Sonu Sahani logo
Sonusahani.com
Gemma 4: Google's Powerful 31B Open Model Locally

Gemma 4: Google's Powerful 31B Open Model Locally

0 views
8 min read
#AI

Google has thrown it out of the park with Gemma 4, a model family that punches so far above its weight class it makes models 20 times the size look slow and expensive. I have covered each and every Google model the last few years, especially the Gemma family, and I remain a huge fan. Let’s get the 31 billion instruction tuned model running locally and walk through the architecture, features, sizes, and benchmarking in plain words.
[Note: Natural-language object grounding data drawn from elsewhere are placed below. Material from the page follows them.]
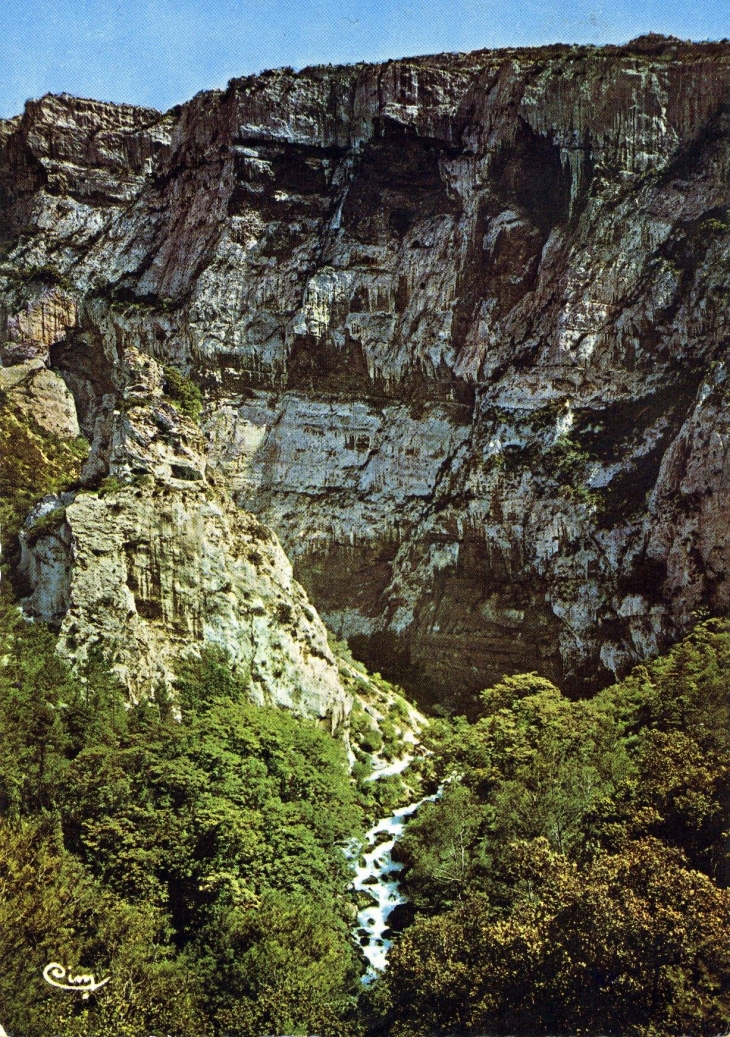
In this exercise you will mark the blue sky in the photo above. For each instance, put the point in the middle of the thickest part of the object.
(162, 52)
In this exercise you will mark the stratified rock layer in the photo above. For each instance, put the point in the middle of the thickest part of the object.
(158, 561)
(460, 323)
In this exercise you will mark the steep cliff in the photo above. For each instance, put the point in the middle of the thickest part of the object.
(156, 561)
(459, 323)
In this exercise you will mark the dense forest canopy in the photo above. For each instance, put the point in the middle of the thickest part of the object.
(572, 876)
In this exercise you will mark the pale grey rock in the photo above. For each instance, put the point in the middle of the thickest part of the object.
(452, 316)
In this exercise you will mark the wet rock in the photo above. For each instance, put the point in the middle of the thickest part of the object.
(453, 317)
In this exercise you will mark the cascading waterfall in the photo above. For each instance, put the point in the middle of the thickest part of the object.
(377, 877)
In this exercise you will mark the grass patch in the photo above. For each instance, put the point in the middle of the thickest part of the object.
(32, 464)
(184, 392)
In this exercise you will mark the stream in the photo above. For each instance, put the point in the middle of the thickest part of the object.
(378, 877)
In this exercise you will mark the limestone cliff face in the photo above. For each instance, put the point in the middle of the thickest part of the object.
(157, 561)
(460, 323)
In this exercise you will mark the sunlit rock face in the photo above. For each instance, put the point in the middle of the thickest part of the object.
(158, 562)
(460, 325)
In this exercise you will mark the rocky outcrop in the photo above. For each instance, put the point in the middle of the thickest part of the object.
(459, 323)
(157, 562)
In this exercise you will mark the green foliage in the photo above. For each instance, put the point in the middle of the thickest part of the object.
(184, 391)
(111, 484)
(32, 464)
(194, 861)
(46, 524)
(573, 876)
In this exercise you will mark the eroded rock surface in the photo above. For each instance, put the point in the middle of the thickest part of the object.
(157, 561)
(460, 323)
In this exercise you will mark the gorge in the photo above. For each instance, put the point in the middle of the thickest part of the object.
(458, 323)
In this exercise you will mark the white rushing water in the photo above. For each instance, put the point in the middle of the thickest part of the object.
(377, 877)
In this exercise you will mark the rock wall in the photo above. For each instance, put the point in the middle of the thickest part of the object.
(156, 561)
(460, 323)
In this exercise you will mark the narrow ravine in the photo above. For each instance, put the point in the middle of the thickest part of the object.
(378, 877)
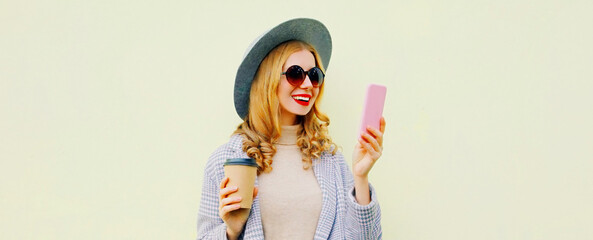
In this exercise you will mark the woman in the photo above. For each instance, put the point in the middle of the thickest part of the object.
(304, 189)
Gemma 4 comes in four sizes: E2B, E4B, a 26 billion mixture of experts, and a 31 billion dense model. The smaller E2B and E4B models use per layer embeddings, which dramatically lowers their effective parameter count relative to their total. Embedding tables are large but only used for fast lookup, so they learn lean.

The 26 billion is a mixture of experts model that only activates 3.8 billion parameters during inference. The 31 billion model I am focusing on here is a straight dense model. I am a huge fan of dense models because they offer maximum quality and are great for fine-tuning.
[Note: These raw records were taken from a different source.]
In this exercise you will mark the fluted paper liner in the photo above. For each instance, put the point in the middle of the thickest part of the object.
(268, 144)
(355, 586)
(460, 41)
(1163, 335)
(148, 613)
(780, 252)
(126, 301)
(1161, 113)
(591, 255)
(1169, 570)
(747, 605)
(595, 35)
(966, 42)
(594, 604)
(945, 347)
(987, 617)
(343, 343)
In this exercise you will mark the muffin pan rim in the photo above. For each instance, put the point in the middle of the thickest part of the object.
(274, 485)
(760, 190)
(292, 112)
Screenshot from Gemma 4: Google's Powerful 31B Open Model Locally at 152s

Every Gemma 4 model uses a hybrid attention mechanism that alternates between local sliding window attention and full global attention. This keeps memory efficient while handling long context up to 128k tokens on small models and 256k on larger ones. That is a sweet spot I have seen Google aim for in Gemma.

Screenshot from Gemma 4: Google's Powerful 31B Open Model Locally at 172s

Capabilities are strong across the board. Every model is multimodal, handling text and images natively. There is a built-in thinking mode, native function calling for agentic workflows, and multilingual support across 140 plus languages.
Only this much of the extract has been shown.